CAT Telecom’s president Jirayuth Roonsrithong, who filed the case, wants to halt the 3G auction pending Parliament’s passing of the Frequency Allocation bill, establishing a sole regulator, the National Broadcasting & Telecommunications Commission (NBTC), which is to allocate 3G spectrum and hold any auctions. TeleGeography’s GlobalComms Database says that in October 2007 the interim Cabinet approved the Ministry of Information & Communication Technology’s (MICT’s) draft amendments to the Frequency Allocation Act, including the transferral of 3G responsibilities to the NBTC (under the country’s new constitution of that year); however, the passing of the bill to form the NBTC was delayed. It was reportedly under consideration by the lower house as of late August 2010, with final approval mooted for the fourth quarter.
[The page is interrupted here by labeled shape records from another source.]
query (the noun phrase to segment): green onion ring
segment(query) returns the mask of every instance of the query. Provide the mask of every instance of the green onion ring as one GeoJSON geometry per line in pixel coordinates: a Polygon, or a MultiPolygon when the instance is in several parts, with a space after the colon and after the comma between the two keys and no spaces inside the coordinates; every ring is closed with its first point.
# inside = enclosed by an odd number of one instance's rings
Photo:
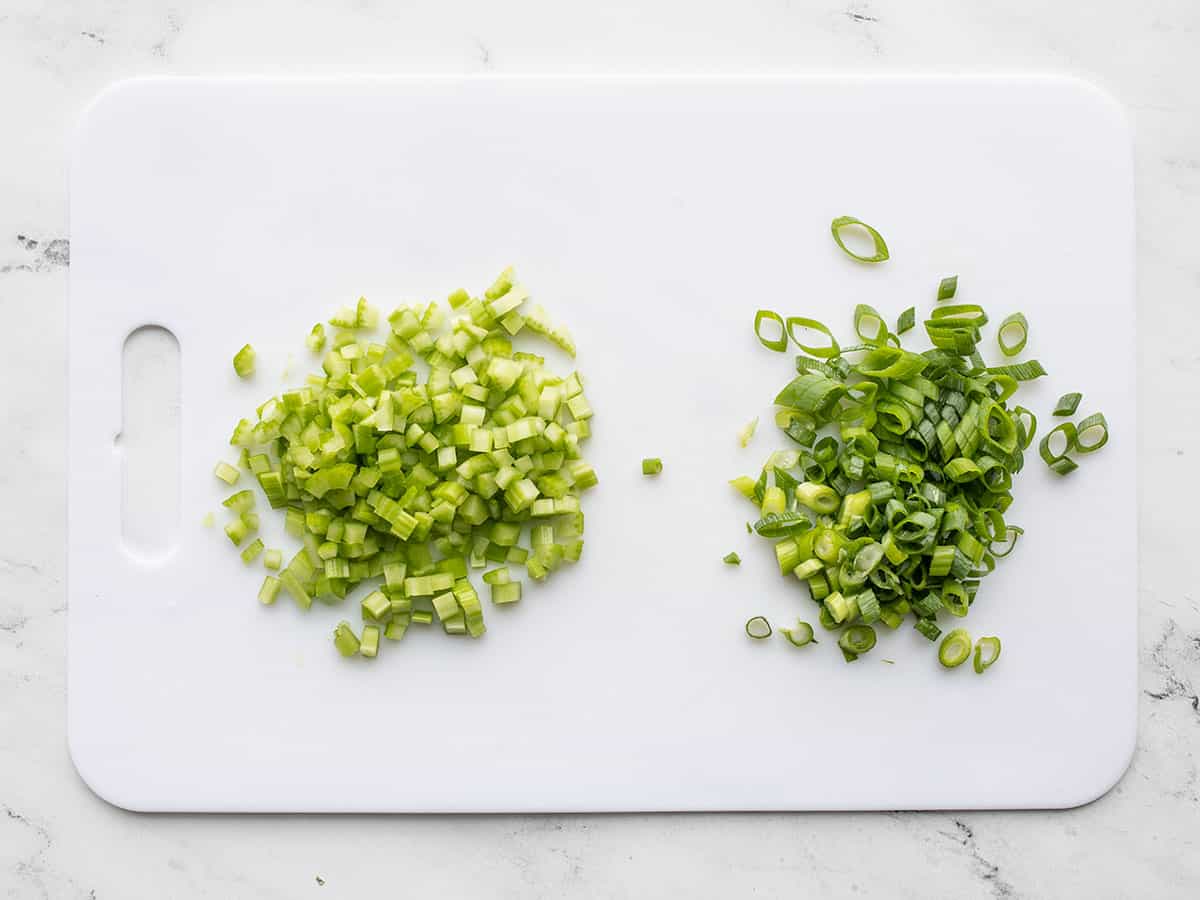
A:
{"type": "Polygon", "coordinates": [[[1104,413],[1092,413],[1079,425],[1075,426],[1075,450],[1081,454],[1094,454],[1102,446],[1109,443],[1109,422],[1104,418],[1104,413]],[[1084,436],[1088,432],[1099,432],[1099,437],[1094,440],[1084,440],[1084,436]]]}
{"type": "Polygon", "coordinates": [[[755,641],[764,641],[770,637],[770,623],[763,616],[754,616],[746,620],[746,635],[755,641]]]}
{"type": "Polygon", "coordinates": [[[838,347],[838,338],[833,336],[833,331],[830,331],[823,323],[817,322],[816,319],[808,319],[804,318],[803,316],[788,316],[786,328],[788,336],[792,338],[792,341],[796,342],[796,346],[799,347],[810,356],[816,356],[817,359],[832,359],[833,356],[836,356],[841,353],[841,349],[838,347]],[[797,328],[812,329],[814,331],[824,335],[826,337],[829,338],[829,346],[814,347],[811,344],[804,343],[796,335],[797,328]]]}
{"type": "Polygon", "coordinates": [[[947,668],[961,666],[971,655],[971,635],[964,628],[956,628],[942,638],[937,648],[937,661],[947,668]]]}
{"type": "Polygon", "coordinates": [[[838,246],[841,247],[841,251],[851,259],[857,259],[859,263],[882,263],[888,259],[888,245],[883,240],[883,235],[866,224],[866,222],[854,218],[853,216],[838,216],[838,218],[829,223],[829,230],[833,233],[834,241],[836,241],[838,246]],[[872,256],[860,257],[846,246],[846,242],[841,239],[841,229],[850,228],[851,226],[862,226],[866,229],[866,233],[871,235],[871,242],[875,245],[875,253],[872,256]]]}
{"type": "Polygon", "coordinates": [[[1000,352],[1006,356],[1015,356],[1024,350],[1028,340],[1030,323],[1026,320],[1025,314],[1020,312],[1014,312],[1012,316],[1006,317],[996,330],[996,343],[1000,344],[1000,352]],[[1015,341],[1004,340],[1004,332],[1009,330],[1018,332],[1015,341]]]}
{"type": "Polygon", "coordinates": [[[782,353],[787,349],[787,326],[784,324],[784,317],[780,316],[774,310],[758,310],[754,316],[754,334],[758,338],[758,343],[766,347],[768,350],[774,350],[775,353],[782,353]],[[762,323],[763,322],[778,322],[779,323],[779,337],[763,337],[762,335],[762,323]]]}

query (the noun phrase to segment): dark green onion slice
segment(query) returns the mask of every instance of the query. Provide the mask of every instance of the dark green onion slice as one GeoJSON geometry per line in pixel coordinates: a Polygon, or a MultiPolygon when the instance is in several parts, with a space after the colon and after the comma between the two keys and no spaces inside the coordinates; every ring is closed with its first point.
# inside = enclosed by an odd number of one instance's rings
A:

Meanwhile – as the NTC will no doubt tell the court – the existing regulator has been granted permission to continue with the licensing of 3G services in the absence of the NBTC: an August 2006 decision by the Council of State — the government department responsible for law reform — stated that the NTC possessed responsibility for UMTS licensing.
Sources quoted by the Post said that TOT will file a similar suit with the court later this week asking to stop the 3G auction. A previous suit from a TOT employee objecting to the 3G process – not directly representing the company’s board – was dismissed by a judge.